Some weeks ago I posted the following message in microsoft.public.access.security. Here I will reproduce and extend it, since I have not received any response there, to spread the words and reach a higher audicence. Maybe someone would give me a hint some day...
I also made a translation of this article in spanish called Access 2007: La firma digital se pierde cuando se compacta un .ADP o se crea un fichero .ADE
We have been using digital signatures for years (Office 2003) to deploy MS Access complied project files (.ADE) to avoid users to accept security warnings every time they opened the application.
Now we are using Office 2007 and whenever we create ADE files (with signed VB code), we receive (in Access status bar, on the bottom) the following warning (maybe the warning is not exactly as this, since it is a self-made translation from Spanish):
"The changes made to the databes or project had invalidated the linked digital signature"
"Las modificaciones realizadas en la base de datos o proyecto han invalidado la firma digital asociada." (this is the original warning).
After that, when any user tries to open the created ADE file, they receive the usual warning as if the file had no digital signature at all:
Microsoft Office Access Security Notice A potential security concern has been identified. Warning: it is not possible to determine that this content came from a trustworthy source. You should leave this content disabled unless the content provides critical functionality and you trust its source.
That dialog confirms that the original warning shown in the status bar was right. The signature is lost when you compile the ADP into an ADE file.
I have checked that this happens when creating a brand new database project:
- Create a new database project (ADP) and connect it to any SQL Server / Northwind you have at hand.
- Create a form with a single button in it and use the following code:Option Compare Database Option Explicit Private Sub Command0_Click() MsgBox ("this is a test") End Sub
- Sign the code: Tools -> Digital signatures...
- Create ADE
- Try to open the ADE you created before
Can this be classified as a bug or a feature? Is there any place to submit feedbacks for Access 2007?Thanks in advance.

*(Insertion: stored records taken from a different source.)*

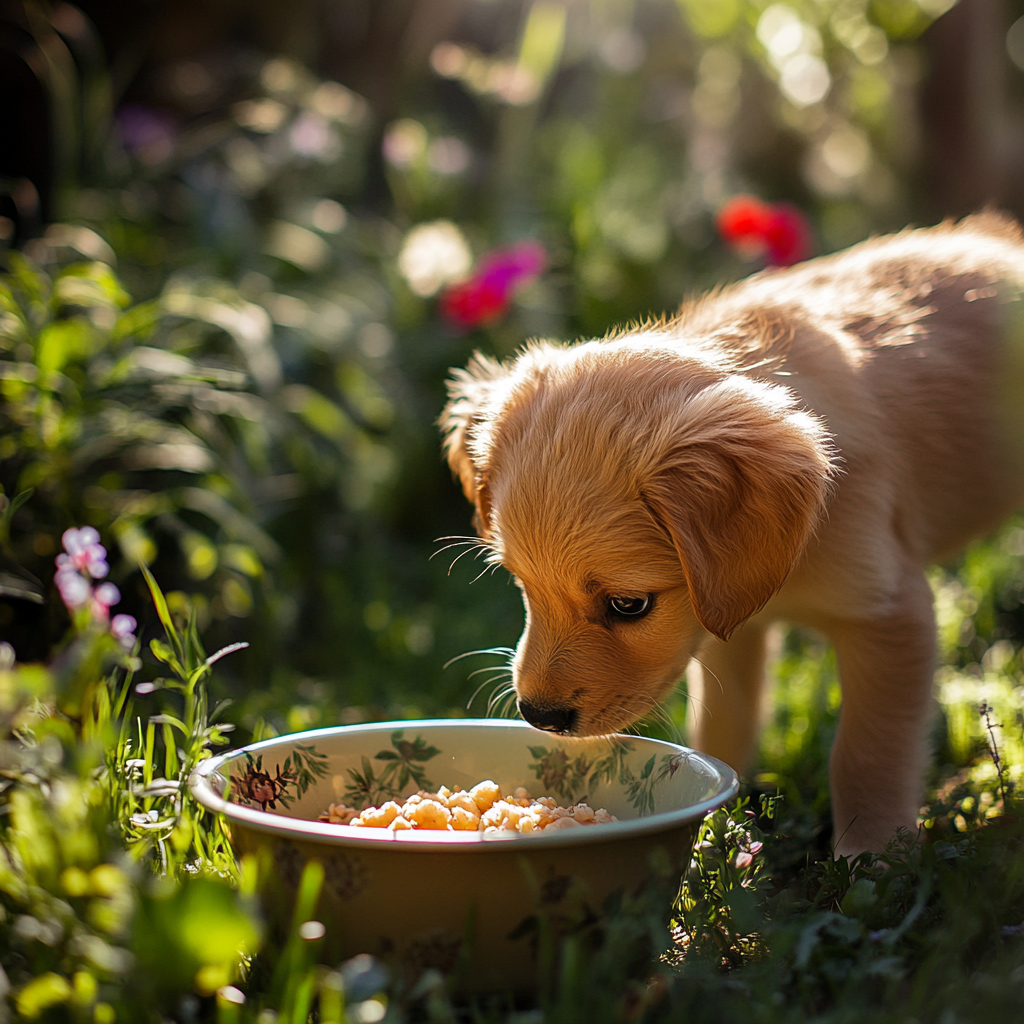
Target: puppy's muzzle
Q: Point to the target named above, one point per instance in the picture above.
(551, 718)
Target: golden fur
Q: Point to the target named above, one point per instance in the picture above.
(797, 446)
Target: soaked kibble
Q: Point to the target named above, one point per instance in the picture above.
(481, 809)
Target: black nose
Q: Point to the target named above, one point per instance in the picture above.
(551, 718)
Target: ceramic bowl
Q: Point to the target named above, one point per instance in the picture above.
(425, 899)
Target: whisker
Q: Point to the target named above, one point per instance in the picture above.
(705, 669)
(462, 554)
(487, 682)
(508, 651)
(467, 543)
(502, 670)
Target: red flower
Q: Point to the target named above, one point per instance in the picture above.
(778, 231)
(485, 296)
(743, 220)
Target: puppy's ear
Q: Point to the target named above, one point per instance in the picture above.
(740, 487)
(469, 390)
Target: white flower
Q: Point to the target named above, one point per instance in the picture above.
(432, 255)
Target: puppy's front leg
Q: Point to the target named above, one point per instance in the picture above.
(878, 761)
(726, 684)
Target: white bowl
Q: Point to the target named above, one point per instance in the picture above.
(424, 899)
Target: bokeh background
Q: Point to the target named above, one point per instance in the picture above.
(245, 225)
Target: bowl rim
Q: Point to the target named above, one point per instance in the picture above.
(202, 785)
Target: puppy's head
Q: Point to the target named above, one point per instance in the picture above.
(640, 498)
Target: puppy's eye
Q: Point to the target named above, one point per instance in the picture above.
(631, 607)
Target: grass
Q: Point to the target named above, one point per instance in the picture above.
(122, 899)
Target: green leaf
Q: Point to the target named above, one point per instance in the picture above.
(164, 614)
(61, 342)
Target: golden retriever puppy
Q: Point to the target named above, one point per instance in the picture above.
(797, 446)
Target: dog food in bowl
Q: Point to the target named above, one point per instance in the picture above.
(480, 809)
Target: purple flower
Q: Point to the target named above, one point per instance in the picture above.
(147, 134)
(85, 553)
(485, 296)
(103, 597)
(75, 589)
(123, 628)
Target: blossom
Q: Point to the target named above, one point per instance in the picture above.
(486, 295)
(85, 552)
(123, 628)
(432, 255)
(83, 560)
(74, 588)
(103, 597)
(151, 135)
(778, 231)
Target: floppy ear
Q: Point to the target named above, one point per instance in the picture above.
(469, 390)
(740, 488)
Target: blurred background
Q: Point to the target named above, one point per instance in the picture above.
(247, 239)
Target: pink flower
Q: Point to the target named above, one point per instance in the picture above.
(779, 231)
(85, 552)
(103, 598)
(486, 295)
(742, 222)
(123, 628)
(75, 589)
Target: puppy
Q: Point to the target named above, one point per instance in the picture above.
(797, 446)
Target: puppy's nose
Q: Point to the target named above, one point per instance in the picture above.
(551, 718)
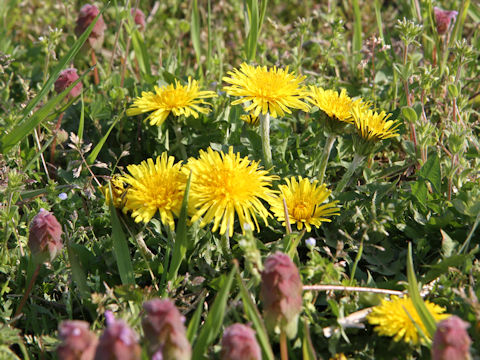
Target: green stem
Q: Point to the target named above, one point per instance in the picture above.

To this post, and after having done more tests, I would also say that a similar behaviour is shown whenever you compact and repair an ADP file the digital signature is lost too.
It does not matter that there are alternative ways to prevent the security warnings from appearing (i.e. Trust Center). I think this is a real bug that prevents anyone that owns a Digital Certificate from signing and distributing code (without distributing the code, i.e. ADE files) the way we were used to do with Access 2003.
I hope staff at MS solve it better sooner than later. I'm also willing to hear from your experiences on this field.